Internal thoughts pick next best action (not just next word).
Tools fetch facts, compute, or execute code to verify.
Validators (tests, rules) catch errors quickly.
Memory reuses helpful patterns and facts later.
Collaboration cross-checks and specializes. Why it matters: Each loop trims uncertainty and compounds learning, especially in long, messy tasks. 🍞 Anchor: Fixing a bug with tests gives fast, truthful feedback—retry until green tests pass, then store the fix pattern for future tickets.

Building blocks (sandwich style):

Planning 🍞 Hook: You don’t eat a whole pizza at once—you slice it. 🥬 What: Planning breaks a big goal into ordered steps.
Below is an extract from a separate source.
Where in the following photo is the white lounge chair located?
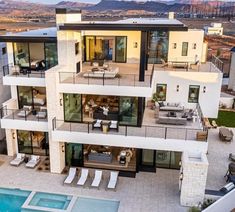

How: 1) Understand the goal. 2) Split into subtasks. 3) Order them. 4) Choose tools per step. 5) Adjust if things change. Why: Without it, the agent gets lost on long tasks. 🍞 Anchor: Plan a trip: pick dates, search flights, book, then check visa rules.
Tool use 🍞 Hook: Even superheroes need gadgets. 🥬 What: Tool use means calling calculators, web search, code runners, or APIs. How: 1) Decide if a tool is needed. 2) Pick the right one. 3) Form a valid call. 4) Read results. 5) Update the plan. Why: Without tools, the agent may guess or use stale info. 🍞 Anchor: Use a calculator for 17.5% tip on a $46.80 bill.
Search 🍞 Hook: Finding the right book in a giant library needs a strategy. 🥬 What: Search fetches the most useful information at the right time. How: 1) Decide if more info is needed. 2) Write a query. 3) Retrieve. 4) Check relevance. 5) Repeat until confident. Why: Without search, answers drift or lack evidence. 🍞 Anchor: Look up the newest climate report and quote exact numbers.
Feedback and memory 🍞 Hook: A diary helps you avoid old mistakes. 🥬 What: Feedback checks results; memory stores what mattered. How: 1) Validate (tests, rules, expert notes). 2) Reflect on errors. 3) Save useful steps or facts. 4) Reuse next time. Why: Without them, the agent keeps stumbling in the same places. 🍞 Anchor: Keep a “bug fix recipe” you reuse for similar errors.
Multi-agent teamwork 🍞 Hook: A band sounds best when each instrument plays its part. 🥬 What: Multiple agents take roles—manager, worker, critic—and talk to align. How: 1) Assign roles. 2) Share reasoning. 3) Disagree respectfully. 4) Verify. 5) Merge the best result. Why: Complex tasks benefit from specialization and debate. 🍞 Anchor: One agent drafts a policy, another checks fairness, a third ensures legal compliance.

03Methodology

At a high level: Input → Plan (think) → Act (tools/search) → Check (validate/reflect) → Remember (memory) → Output (or loop again).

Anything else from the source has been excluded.